By Dennis Seid/NEMS Daily Journal
Thursday’s Supreme Court decision to largely uphold President Barack Obama’s health care law caught Ron Aldridge off-guard.
“We’re very surprised,” said Aldridge, the state director of National Federation of Independent Business’ Mississippi chapter. The NFIB joined Mississippi and 25 other states in challenging the law.
Aldridge said he thought they had made a compelling case against “Obamacare.”
“The legal battle may be over,” Aldridge said, “now its up to the legislative and regulatory arena. Congress will take steps to undo some of the burdens on small businesses, and much of the law must go before regulatory bodies.”
Aldridge warned that the new law would discourage businesses from expanding and hiring more workers because of new taxes – supporters of the law refer to them as penalties – being placed on them.

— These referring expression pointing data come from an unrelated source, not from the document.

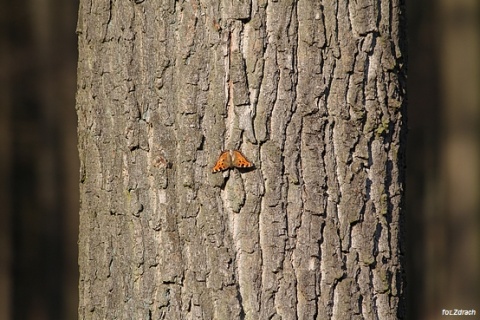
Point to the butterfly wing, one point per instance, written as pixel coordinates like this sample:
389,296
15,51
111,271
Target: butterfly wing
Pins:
224,162
239,160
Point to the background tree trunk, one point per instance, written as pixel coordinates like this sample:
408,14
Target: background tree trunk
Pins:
312,94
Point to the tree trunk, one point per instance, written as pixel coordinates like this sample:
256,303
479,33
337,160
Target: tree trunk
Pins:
312,94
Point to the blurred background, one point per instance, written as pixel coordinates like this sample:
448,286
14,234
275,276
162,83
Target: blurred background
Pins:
39,162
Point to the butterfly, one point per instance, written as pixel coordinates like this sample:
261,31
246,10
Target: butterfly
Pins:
231,159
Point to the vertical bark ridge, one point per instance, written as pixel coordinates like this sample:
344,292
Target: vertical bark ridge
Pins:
311,93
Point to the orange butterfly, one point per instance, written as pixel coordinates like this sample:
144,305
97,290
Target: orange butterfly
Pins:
231,159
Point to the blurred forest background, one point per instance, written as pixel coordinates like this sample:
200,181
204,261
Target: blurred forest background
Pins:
39,160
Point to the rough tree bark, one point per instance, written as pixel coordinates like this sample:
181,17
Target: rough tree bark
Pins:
312,93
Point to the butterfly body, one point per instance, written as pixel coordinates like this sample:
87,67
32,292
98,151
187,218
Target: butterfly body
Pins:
231,159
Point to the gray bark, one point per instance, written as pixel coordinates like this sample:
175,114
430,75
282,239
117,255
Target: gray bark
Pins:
312,94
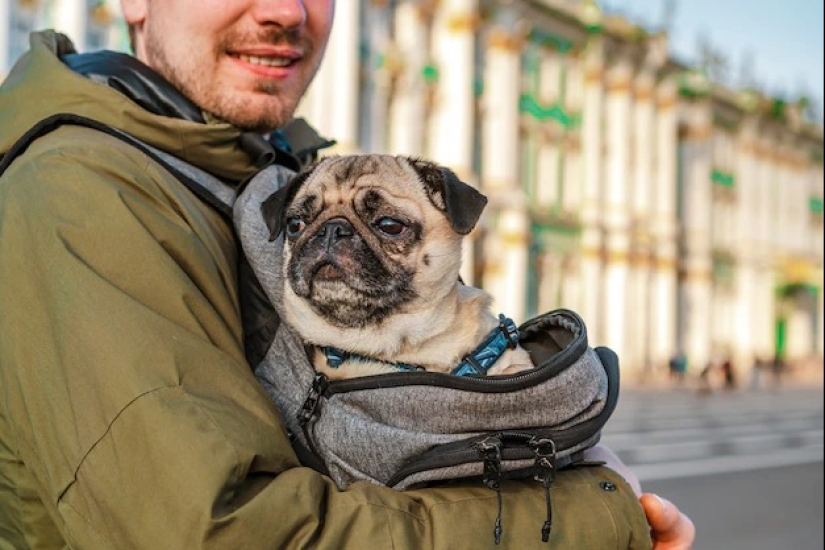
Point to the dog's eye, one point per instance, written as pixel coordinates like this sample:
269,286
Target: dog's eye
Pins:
390,226
294,225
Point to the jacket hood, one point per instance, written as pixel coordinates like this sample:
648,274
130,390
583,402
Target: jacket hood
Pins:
41,85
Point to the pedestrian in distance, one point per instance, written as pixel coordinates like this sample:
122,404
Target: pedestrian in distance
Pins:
129,415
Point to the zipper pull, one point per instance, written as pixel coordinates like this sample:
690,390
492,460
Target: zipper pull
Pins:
545,451
310,406
490,450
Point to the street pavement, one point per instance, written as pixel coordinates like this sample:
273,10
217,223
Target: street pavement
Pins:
669,433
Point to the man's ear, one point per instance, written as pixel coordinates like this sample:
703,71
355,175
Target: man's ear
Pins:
134,11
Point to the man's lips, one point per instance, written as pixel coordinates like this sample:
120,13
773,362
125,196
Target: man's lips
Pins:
266,60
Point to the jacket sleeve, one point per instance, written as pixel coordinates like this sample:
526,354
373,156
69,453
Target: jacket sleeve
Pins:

“This is a tough blow for small businesses,” he said. “We’ve gone from uncertainty and fear to now more certainty of the fear for the future.”

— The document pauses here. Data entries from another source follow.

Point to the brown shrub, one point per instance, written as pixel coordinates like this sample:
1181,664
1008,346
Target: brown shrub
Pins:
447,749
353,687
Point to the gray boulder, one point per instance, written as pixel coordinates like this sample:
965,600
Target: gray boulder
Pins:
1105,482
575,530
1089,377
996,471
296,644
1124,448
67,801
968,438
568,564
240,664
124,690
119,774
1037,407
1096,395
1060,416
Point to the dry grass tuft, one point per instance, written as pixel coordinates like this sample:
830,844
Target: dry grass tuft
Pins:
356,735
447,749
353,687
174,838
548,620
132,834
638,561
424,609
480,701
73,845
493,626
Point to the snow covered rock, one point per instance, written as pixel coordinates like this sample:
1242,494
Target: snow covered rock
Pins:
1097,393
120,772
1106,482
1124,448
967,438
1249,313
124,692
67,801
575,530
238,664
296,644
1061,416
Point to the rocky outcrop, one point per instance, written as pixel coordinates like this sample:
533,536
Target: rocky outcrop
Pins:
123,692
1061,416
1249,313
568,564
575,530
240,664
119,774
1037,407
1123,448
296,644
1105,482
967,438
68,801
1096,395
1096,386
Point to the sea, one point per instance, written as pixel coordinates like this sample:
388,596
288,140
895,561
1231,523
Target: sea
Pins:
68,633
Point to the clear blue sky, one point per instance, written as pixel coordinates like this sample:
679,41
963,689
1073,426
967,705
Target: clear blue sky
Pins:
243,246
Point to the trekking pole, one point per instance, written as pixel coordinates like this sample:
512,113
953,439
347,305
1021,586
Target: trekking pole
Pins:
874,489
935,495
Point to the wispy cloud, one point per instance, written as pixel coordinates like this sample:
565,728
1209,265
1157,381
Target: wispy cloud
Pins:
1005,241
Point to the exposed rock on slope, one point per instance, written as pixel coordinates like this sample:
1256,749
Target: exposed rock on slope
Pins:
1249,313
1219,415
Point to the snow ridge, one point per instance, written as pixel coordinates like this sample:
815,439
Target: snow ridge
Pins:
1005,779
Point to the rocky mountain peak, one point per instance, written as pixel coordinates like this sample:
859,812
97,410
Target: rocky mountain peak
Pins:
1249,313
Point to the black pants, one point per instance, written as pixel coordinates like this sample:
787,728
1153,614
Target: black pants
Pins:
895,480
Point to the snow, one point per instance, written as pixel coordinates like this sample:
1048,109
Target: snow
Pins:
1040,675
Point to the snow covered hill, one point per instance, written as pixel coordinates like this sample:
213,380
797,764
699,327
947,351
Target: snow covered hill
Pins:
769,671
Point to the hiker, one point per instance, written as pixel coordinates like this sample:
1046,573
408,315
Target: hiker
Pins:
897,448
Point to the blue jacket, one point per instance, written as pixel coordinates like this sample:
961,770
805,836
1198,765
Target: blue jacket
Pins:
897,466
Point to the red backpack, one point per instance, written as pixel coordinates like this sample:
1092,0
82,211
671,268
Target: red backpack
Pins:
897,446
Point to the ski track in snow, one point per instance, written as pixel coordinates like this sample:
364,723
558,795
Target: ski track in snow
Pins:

The health care law will limit opportunities for businesses with higher taxes and mandates, he added.
“The power and control of health care decisions should be in the hands of the consumer, not the government,” he said.
Reaction from other business groups was similar.

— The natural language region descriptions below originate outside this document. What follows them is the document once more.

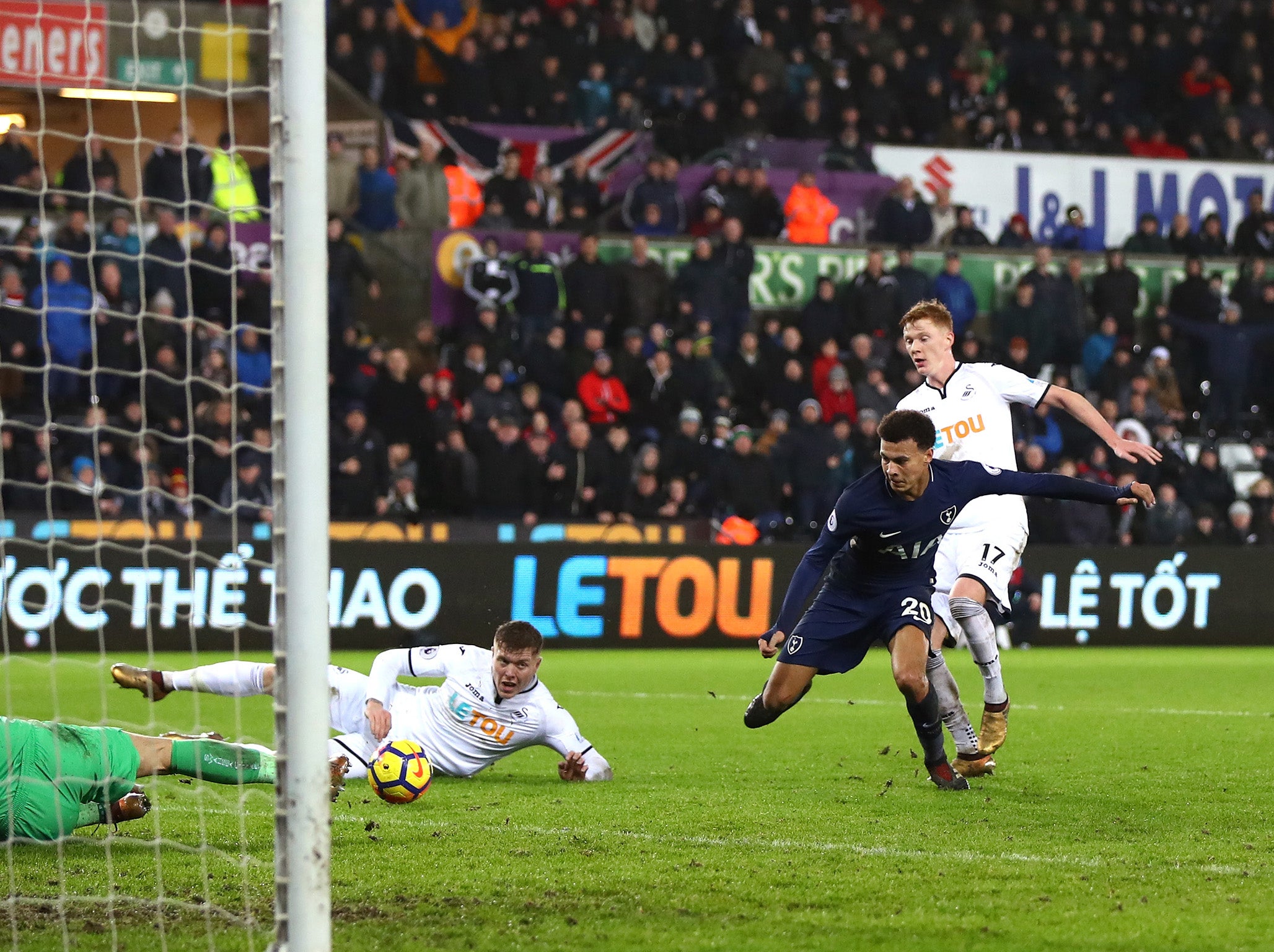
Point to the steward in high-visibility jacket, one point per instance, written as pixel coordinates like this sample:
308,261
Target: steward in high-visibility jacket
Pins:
464,195
234,193
809,213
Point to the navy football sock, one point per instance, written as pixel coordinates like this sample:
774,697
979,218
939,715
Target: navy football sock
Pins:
929,727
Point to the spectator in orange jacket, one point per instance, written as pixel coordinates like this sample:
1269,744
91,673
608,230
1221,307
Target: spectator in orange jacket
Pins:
603,394
446,38
837,398
464,195
809,213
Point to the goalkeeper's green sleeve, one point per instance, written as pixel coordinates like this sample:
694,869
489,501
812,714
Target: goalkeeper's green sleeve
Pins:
221,762
92,814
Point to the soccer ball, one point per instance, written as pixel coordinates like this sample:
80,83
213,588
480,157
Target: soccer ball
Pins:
400,773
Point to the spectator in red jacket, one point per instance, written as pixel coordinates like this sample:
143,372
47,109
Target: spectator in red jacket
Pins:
603,395
837,398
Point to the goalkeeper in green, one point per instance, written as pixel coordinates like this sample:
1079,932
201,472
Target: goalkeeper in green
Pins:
61,777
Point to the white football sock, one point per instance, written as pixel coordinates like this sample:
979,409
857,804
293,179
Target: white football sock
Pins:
224,678
980,633
948,704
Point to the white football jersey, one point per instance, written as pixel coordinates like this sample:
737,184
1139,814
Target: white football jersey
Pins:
972,418
464,726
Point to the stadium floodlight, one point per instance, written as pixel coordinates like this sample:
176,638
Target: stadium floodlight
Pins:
164,482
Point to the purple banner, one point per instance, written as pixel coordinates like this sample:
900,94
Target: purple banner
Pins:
454,250
250,241
855,194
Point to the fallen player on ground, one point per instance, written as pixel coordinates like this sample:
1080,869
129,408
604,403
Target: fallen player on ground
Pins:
491,704
59,778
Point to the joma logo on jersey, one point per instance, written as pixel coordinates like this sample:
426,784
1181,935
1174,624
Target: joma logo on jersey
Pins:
959,431
916,551
465,712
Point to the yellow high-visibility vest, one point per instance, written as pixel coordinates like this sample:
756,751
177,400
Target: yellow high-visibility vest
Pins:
234,192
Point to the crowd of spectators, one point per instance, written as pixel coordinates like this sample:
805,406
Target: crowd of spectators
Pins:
612,392
134,361
1109,77
621,393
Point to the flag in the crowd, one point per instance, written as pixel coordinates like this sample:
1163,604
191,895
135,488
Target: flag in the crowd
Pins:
481,152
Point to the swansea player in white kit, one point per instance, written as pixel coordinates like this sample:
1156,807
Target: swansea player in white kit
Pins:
969,404
490,705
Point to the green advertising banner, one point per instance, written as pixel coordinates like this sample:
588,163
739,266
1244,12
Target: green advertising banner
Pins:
785,275
154,71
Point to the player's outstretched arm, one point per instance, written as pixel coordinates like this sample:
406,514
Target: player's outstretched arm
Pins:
996,482
398,663
836,532
1086,413
580,760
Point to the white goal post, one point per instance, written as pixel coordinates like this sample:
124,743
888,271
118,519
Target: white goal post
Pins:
299,117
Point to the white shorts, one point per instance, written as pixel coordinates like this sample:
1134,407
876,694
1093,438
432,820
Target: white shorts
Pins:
986,553
348,718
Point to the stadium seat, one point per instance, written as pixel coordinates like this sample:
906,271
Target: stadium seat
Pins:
1235,454
1192,445
1245,480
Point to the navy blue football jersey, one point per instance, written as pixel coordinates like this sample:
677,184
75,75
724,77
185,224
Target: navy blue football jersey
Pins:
877,540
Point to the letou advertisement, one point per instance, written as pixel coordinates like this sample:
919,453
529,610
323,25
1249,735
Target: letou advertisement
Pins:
1112,192
53,43
68,598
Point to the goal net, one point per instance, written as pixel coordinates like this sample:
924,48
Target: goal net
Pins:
149,311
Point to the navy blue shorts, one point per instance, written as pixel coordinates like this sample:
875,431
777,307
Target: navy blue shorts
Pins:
840,626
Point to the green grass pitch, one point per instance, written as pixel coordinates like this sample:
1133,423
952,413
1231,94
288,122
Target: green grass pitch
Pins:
1131,811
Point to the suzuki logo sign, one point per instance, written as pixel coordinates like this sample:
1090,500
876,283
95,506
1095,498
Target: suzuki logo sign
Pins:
938,174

The National Retail Federation said it, too, was disappointed with the ruling.
“As the voice of retailers of all types and sizes, we’re disappointed by today’s ruling,” said NRF President and CEO Matthew Shay. “The court missed an opportunity to redress the many shortcomings of the law.
“As it stands, the law wrongly focuses more on penalizing employers and the private sector than reducing health costs. For these reasons, NRF has been a consistent skeptic of the Affordable Care Act.
Shay said that while the Supreme Court upheld the law’s constitutionality, it “doesn’t do enough to reduce the cost of health care” and “it is unreasonably complicated and difficult to implement and administer.”
UnitedHealth Group, a health insurance company which uses the HealthLink PPO in Northeast Mississippi, said in a statement that health care modernization “did not begin and must not end” with the new law.
“UnitedHealth Group strongly supports making high-quality health care accessible and affordable for everyone, and now is the time to apply proven ideas and best practices to build a better health care system.”